Инга снисходительно посмотрела на нее, вздохнула, улыбнулась:
– Серебряный век… Но Гумилев мне нравится больше… «Романтические цветы»…
И небрежным жестом откинула волосы с моей стороны. Капелька жемчуга сверкнула в розовой мочке.
Может быть, подарить пока что-то, связанное со стихами?
Я скачал в «инете» Гумилева. Перечитывал несколько раз, завороженный льющимся ритмом, тайной, сокрытою за словами…

Сегодня, я вижу, особенно грустен твой взгляд.
И руки особенно тонки, колени обняв.
Послушай: далеко, далеко, на озере Чад
Изысканный бродит жираф…

На «фотошопе» я любовно слепил поздравительную открытку с этими же стихами и африканским пейзажем, распечатал в цвете и уложил в красочную папочку.
Затягивая на шее ненавистный, но гармонирующий с костюмом галстук, я гадал, пригласит ли Инга нас, или меня домой, или отмечать день рожденья придется не сходя с рабочего места. Очень хотелось домой. Карим недавно заходил к нам, к Инге, за ключами от квартиры – дверь захлопнулась, ну и ко мне:
– Как дела?
– Порядок.
Не о чем больше говорить, невозможно же вспоминать до бесконечности младые годы, а других тем не подворачивалось. «Если что нужно будет, заходи… да, старик, может, в среду заглянешь? У супруги юбилей, кое-кто явится из людей интересных». Значит, приглашение почти получено. Инга, Иволга, Ингуля… Мне позарез нужно было внеслужебное общение. Даже только посидеть бы в уголке, глядя как она, сбросив официальную вежливость, будет смеяться и, может, кокетничать, отпив из пенящегося фужера… А вдруг удастся потанцевать? Я задохнулся, представив полумрак, изгиб теплого тела, доверившегося моей ладони, пряди волос, коснувшиеся моей щеки, тонкий аромат и удивленное: «О-о, вы, оказывается, неплохо танцуете!».
Инга с утра задержалась: шеф попросил ее зайти в управление.
Лера налила воды в хрустальную вазочку с отбитым краешком, давно принесенную Аней из дома для таких случаев, поставила в нее три алые гвоздики, укрыв щербатинку под листьями, достала хрустящий целлофановый сверток, украшенный голубым бантиком, покачала его в ладони, будто прикидывая вес:
– Лола, ты?
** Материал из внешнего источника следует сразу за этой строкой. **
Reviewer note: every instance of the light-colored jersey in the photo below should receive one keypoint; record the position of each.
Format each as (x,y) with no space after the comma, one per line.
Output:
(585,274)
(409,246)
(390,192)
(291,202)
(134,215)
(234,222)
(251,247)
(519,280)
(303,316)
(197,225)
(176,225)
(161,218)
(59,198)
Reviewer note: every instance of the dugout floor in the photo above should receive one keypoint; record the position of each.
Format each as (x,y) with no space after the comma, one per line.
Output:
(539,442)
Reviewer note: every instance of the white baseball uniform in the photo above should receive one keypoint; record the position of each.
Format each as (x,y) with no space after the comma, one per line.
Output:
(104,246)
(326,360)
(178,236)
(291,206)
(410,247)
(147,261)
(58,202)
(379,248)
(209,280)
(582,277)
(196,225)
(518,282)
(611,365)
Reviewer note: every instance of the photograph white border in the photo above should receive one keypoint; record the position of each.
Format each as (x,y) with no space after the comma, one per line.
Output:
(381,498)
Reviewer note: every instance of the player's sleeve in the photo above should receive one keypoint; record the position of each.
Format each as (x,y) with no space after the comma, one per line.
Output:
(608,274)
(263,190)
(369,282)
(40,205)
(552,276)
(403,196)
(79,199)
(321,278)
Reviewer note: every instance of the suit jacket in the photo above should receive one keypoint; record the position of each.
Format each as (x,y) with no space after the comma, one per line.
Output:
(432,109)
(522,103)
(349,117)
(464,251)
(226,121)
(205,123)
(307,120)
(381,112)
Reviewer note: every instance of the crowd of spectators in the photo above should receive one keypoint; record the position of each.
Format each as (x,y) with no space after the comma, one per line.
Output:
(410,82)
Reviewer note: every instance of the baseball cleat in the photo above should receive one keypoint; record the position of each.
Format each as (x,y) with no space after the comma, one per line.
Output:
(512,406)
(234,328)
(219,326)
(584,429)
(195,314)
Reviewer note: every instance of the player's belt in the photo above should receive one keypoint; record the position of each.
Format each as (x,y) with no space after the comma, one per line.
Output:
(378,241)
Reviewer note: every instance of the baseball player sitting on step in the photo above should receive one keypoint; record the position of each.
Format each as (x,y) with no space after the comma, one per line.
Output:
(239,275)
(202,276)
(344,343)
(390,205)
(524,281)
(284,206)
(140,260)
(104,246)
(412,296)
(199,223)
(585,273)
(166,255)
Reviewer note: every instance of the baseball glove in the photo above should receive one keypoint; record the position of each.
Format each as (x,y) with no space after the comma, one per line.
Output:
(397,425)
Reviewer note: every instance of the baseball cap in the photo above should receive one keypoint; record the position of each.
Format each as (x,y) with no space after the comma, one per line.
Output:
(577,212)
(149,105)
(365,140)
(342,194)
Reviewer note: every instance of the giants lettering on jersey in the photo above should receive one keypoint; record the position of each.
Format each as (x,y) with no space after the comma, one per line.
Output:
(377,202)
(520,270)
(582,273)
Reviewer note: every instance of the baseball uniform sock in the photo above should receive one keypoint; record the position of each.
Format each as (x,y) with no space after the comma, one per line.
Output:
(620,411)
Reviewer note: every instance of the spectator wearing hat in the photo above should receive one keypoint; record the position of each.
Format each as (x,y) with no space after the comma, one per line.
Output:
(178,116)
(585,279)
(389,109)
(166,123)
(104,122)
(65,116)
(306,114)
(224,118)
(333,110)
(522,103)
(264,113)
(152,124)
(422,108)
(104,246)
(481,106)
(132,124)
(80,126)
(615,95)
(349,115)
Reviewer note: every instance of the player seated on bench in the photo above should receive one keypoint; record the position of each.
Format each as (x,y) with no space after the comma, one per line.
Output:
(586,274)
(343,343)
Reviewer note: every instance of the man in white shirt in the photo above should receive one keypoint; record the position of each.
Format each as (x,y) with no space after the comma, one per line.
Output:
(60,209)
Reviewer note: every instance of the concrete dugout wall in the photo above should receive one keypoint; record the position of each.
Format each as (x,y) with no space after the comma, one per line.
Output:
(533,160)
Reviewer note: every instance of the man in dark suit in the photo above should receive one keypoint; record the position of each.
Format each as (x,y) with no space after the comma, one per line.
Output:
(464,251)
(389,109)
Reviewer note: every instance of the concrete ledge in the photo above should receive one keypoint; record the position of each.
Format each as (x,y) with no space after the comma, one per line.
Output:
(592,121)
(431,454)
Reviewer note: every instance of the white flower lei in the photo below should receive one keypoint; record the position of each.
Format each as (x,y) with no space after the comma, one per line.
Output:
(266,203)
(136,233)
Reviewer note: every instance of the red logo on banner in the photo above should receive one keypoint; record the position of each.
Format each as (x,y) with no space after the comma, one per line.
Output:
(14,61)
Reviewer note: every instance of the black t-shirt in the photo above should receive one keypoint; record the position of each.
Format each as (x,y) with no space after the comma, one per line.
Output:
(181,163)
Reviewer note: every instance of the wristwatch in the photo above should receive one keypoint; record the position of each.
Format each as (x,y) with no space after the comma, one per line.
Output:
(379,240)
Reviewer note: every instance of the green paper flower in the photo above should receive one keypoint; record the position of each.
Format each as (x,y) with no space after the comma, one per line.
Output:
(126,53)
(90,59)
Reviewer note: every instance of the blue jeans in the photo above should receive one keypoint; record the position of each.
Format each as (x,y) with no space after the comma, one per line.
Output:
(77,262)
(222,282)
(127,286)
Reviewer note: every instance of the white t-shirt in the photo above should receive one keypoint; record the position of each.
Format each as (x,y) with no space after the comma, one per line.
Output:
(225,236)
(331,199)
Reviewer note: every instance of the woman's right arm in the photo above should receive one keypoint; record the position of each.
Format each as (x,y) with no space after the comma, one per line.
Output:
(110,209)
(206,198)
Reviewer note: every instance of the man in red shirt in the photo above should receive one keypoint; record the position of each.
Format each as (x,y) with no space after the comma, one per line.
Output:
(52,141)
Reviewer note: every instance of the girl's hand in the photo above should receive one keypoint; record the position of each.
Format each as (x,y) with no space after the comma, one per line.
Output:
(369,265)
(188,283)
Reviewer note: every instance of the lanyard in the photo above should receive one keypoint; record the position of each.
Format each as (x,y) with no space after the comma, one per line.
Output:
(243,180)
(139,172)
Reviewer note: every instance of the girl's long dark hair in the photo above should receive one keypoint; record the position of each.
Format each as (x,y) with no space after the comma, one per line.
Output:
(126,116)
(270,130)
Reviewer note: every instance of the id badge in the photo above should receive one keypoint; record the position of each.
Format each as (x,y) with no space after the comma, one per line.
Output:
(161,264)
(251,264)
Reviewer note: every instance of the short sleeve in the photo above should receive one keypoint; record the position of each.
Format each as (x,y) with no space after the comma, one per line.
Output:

Хоть два слова…
Но Лола, наш самый красноречивый поздравитель, уперлась:
– А почему вечно я? Пусть Анечка.
– Я не умею! Чур, только не я! – замахала руками Анюта. – Пусть вон Огарышев… Он-то теплые слова наскребет. И вид у Антона самый парадный.
Препираться было глупо.
– Ладно. А что тут у вас? – я поправил голубой бантик.
– Белье.
– Слушайте, но удобно ли мне?
– Да какая разница?
И тут вошла Инга. Я ждал, пока она скинет куртку, чувствуя, как влажнеют ладони. Теперь и руку ей даже в шутку не пожмешь. Она увидела гвоздики, взметнула ресницами, сказала: «О, благодарю!»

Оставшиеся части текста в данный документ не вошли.